First you can find out a little about what it represents by `print`ing i:

In [None]:
print(t)

It contains a `topolgy` object, that describes aspects of the system that are time-invariant:

In [None]:
print(t.topology)

`MDTraj` has many simulation analysis methods let's start by lookling at RMSD calculation. We calculate the rmsd relative to the structure in the first frame of the trajectory. Notice how we use the simulation time, stored in the `traj` object, to scale our x-axis:

In [None]:
rmsd = mdt.rmsd(t, t[0])
plt.plot(t.time, rmsd)
plt.xlabel('time (ps)')
plt.ylabel('RMSD (nm)')

Does this look odd to you? It's because we have calculated the RMSD over ALL atoms in each frame of the trajectory, so that includes the water molecules - not what we want!

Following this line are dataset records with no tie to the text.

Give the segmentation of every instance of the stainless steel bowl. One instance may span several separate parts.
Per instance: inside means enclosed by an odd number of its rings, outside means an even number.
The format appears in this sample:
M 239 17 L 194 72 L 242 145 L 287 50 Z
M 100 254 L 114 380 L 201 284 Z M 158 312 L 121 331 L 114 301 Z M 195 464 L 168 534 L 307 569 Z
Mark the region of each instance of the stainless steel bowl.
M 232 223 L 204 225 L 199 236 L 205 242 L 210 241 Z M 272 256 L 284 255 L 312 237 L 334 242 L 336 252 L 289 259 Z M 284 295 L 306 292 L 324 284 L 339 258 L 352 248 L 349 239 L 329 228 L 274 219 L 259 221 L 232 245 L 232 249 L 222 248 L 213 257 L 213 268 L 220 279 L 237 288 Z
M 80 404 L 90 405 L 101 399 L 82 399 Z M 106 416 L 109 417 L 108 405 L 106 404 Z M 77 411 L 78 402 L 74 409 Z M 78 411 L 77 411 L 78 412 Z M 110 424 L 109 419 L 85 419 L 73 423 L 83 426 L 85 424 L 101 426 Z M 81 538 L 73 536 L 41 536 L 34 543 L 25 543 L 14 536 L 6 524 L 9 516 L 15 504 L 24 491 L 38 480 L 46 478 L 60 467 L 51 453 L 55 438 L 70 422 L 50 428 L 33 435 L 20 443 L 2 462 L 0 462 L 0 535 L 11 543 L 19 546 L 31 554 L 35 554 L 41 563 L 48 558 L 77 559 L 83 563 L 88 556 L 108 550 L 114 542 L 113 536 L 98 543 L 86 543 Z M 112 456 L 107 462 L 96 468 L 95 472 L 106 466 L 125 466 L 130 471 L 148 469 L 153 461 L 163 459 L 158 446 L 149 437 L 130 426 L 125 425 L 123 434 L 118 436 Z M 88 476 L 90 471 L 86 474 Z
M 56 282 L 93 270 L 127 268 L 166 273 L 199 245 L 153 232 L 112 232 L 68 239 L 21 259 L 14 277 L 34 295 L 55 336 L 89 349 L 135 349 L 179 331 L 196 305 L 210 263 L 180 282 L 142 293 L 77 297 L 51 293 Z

MDTraj has a special syntax to allow you to make selections of subsets of the atoms to do calculations on. See [here](https://mdtraj.readthedocs.io/en/latest/atom_selection.html) for details. Here we do the RMSD considering just protein C-alpha atoms:

In [None]:
ca_atoms = t.topology.select('name CA')
rmsd_ca = mdt.rmsd(t, t[0], atom_indices=ca_atoms)
plt.plot(t.time, rmsd_ca)
plt.xlabel('time (ps)')
plt.ylabel('RMSD (nm)')

Now let's look at the ligand:

In [None]:
ligand_atoms = t.topology.select('resname UNL')
rmsd_lig = mdt.rmsd(t, t[0], atom_indices=ligand_atoms)
plt.plot(t.time, rmsd_lig)

It looks like something is going on - what? Lets visualize the trajectory. Before doing this, we will create a new trajectory file, containing just ligand atoms:

In [None]:
ligand_traj = t.atom_slice(ligand_atoms)
view = nv.show_mdtraj(ligand_traj)
view

It's a little hard to se what's going on here because the ligand is shifting around. This global rotation and translation is not so interesting, we can remove it by superimposing every snapshot on the first:

In [None]:
ligand_traj.superpose(ligand_traj[0])
view = nv.show_mdtraj(ligand_traj)
view

Now its a bit easier to se what's going on, but not super-obvious. Time for some measurments. We will calculate the distance between the N atom in the pyridine ring ('N1') and the terminal N atom in the piperidine ring ('N51'):

In [None]:
atom_pair = ligand_traj.topology.select('name N1 or name N51')
n1_n51_distance = mdt.compute_distances(ligand_traj, [atom_pair])
plt.plot(ligand_traj.time, n1_n51_distance)

We can clearly see a major 'jump' in the distance around 33 nanoseconds, i.e. a major change in the conformation of the ligand (despite the fact that it is bound to the protein)

You could now look into this is much more detail - but that's enough for now.